More Durable Improvement In Systemic Liquidity, Better Alignment Of Shorter End Rates

Prudent cash management exercise by the Govt/RBI

Rajeev Radhakrishnan, CIO - Fixed Income, SBI Mutual Fund

FinTech BizNews Service

Mumbai, May 23, 2024: Buyback of government securities, reduction in T bill issuance and a record dividend transfer by the RBI have been 3 key events over the last few days. The combined impact of these actions should be a more durable improvement in systemic liquidity as well as better alignment of shorter end rates.

Impact of Buyback/ T bill calendar:

A widely anticipated slowdown in government spending and continued buoyancy in taxes has led to a buildup in government cash balances as well as fluctuations in overnight rate settings. The Just in time release of central funds to implementing agencies that has reduced the float in the banking system remains a structural factor that would lead to swings in overnight rates. Buyback of government securities (maturing in this FY) and reduction in Treasury Bill auctions by Rs 600Bn for the period May 24th- June 27th 2024 should be seen as prudent cash management exercise by the Govt/RBI. At the same time, this addresses the frictional liquidity tightness on account of election related slowdown in government spending.
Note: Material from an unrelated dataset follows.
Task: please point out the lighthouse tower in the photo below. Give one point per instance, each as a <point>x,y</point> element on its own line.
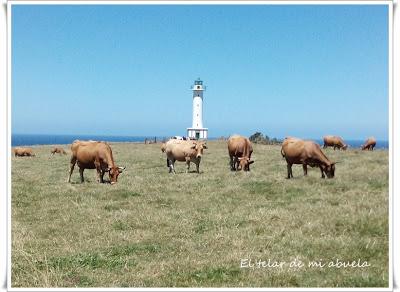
<point>197,131</point>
To an extent, signalling if any could be with respect to aligning overnight rate settings closer to the repo rate of 6.5%. While buybacks auctions have had less impact with less acceptance, the impact of reduced treasury bill auction should be more direct in terms of impact on liquidity and short end rates over the coming month.

RBI dividend transfer:

RBI dividend transfer to the government at Rs 2.10 trillion must be seen in the context of the budgeted dividend from RBI and other PSU’s amounting to Rs 1.02 trillion, with the central bank estimated to transfer around Rs 850 Bn to RS 1 Trillion. The extra revenue to the government reinforces the overall buoyant revenue picture and the positive demand- supply scenario for sovereign borrowings. This may also lead to anticipation of further reduction in government borrowings. Options include an additional capex / revenue thrust, a faster consolidation or a combination of both. Overall, this additional revenue source should enable continuation of the fiscal consolidation as budgeted.

The more direct market benefit of extra dividend would be improvement in liquidity as government spending pick up pace. To the extent of income from foreign sources, the transfer also represents addition to core liquidity. With the pick in government spending, seasonal reduction in CIC and anticipated inflows on account of index flows over coming months, the outlook on liquidity dynamics improves materially. This should enable a closer alignment of overnight rates to the repo rate as well as a steepening in the curve. Short end rates stand to benefit as this dynamic plays out.